Joseph R. Biden Jr., Democrat of Delaware, is the ranking member of the Senate Foreign Relations Committee. Leslie H. Gelb is the president emeritus of the Council on Foreign Relations.

The end.

It sounded crazy to me at first, but it made more sense as I kept reading. At least it's a strategy, better than what we have now. Your thoughts?.
Dude111
02-05-2006, 00:23
well
CSW
02-05-2006, 00:41
You've proposed something lengthy and sensable. Such a thing is not discussed on NS general.
Tactical Grace
02-05-2006, 00:43
It still took years of full-scale civil war punctuated by the massacres of thousands of people to get it out of their system, with a brief reprise years after everyone thought it was over.

What you suggest can only really be applied in a place where the scores have already been settled. In Iraq, they have not.
Fleckenstein
02-05-2006, 00:45
i dont trust biden. he's running and gunning for the presidency and this impacts everything he does.

he's gonna lose anyway.
Camel Monkey
02-05-2006, 00:47
it is a good, logical and sound solution, one that redresses the fundamental screw ups of the middle east - the arbitary drawing of country boundaries by western powers, and creating more realistic ethnical central regions built upon a common framework .... the only problem is language such as this

'We could drive this in place'

there is still the notion that is up to the west to arrive at the ideas and aid in in its implication. no westerner have ever astute can have an answer, and it is the blind resolution that we do has led to the problems in the mid east. we can not be father, but we can be brother
Verdigroth
02-05-2006, 00:50
Turkey won't like it but you know what...I have always favored chicken anyway.
Dude111
02-05-2006, 01:04
It still took years of full-scale civil war punctuated by the massacres of thousands of people to get it out of their system, with a brief reprise years after everyone thought it was over.

What you suggest can only really be applied in a place where the scores have already been settled. In Iraq, they have not.
It worked in Bosnia, did it not?
Tactical Grace
02-05-2006, 19:53
It worked in Bosnia, did it not?
Yes it did, but the situation in Iraq would only be the same if the US stepped back and permitted the launch of Operation Triumphant Restoration of Ethnic Purity.

A few years later, the country would be ripe for a negotiated political settlement. :rolleyes:
Deep Kimchi
02-05-2006, 20:01
IMHO, it doesn't matter what this administration does or does not do - or for that matter, what any later administration does or does not do - including washing their hands of the whole thing.

Any outcome, no matter how happy the Iraqi people are, will be interpreted as a complete failure, depending on who is currently in office with a current policy.

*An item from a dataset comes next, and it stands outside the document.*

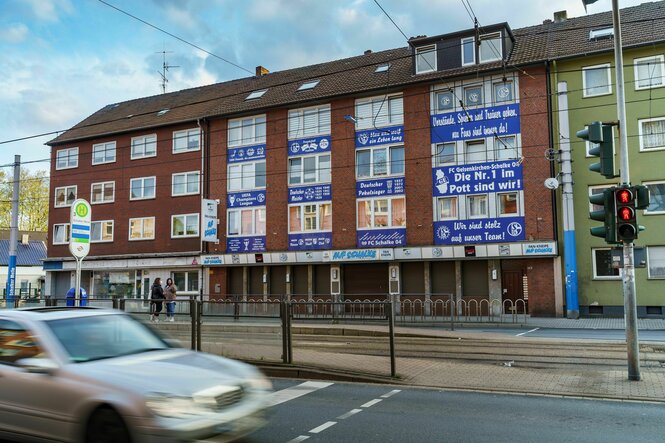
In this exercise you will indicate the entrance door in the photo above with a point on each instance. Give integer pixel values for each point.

Plenty of work for the pundits into the next 50 years. We'll be debating what worked (next to nothing) and what didn't (almost everything we tried) for the next 50 years.

I remember people writing theses on the subject of the pacification of Europe 40 years after WW II - papers that were full of acrimonious crap about what a fuckup the whole thing was. Depends on who you talk to, I guess.
PsychoticDan
02-05-2006, 20:03
Yes it did, but the situation in Iraq would only be the same if the US stepped back and permitted the launch of Operation Triumphant Restoration of Ethnic Purity.

A few years later, the country would be ripe for a negotiated political settlement. :rolleyes:
You're probably right, but I think it's best to at least give it a try because it's better than the present unrealistic program and it's better than the alternative you mention of just walking away and allowing a blood bath. The problem, of course, is how to divide the oil wealth. The Sunnis, who are used to enjoying an abundance of oil wealth under Saddam, have very little oil in the ground that they occupy. It's probably going to be hard to get the Shittes and Kurds, who have basically been brutalized by the Sunnis, to want to share much.

Aww.., fuck it. Let 'em eviscerate each other.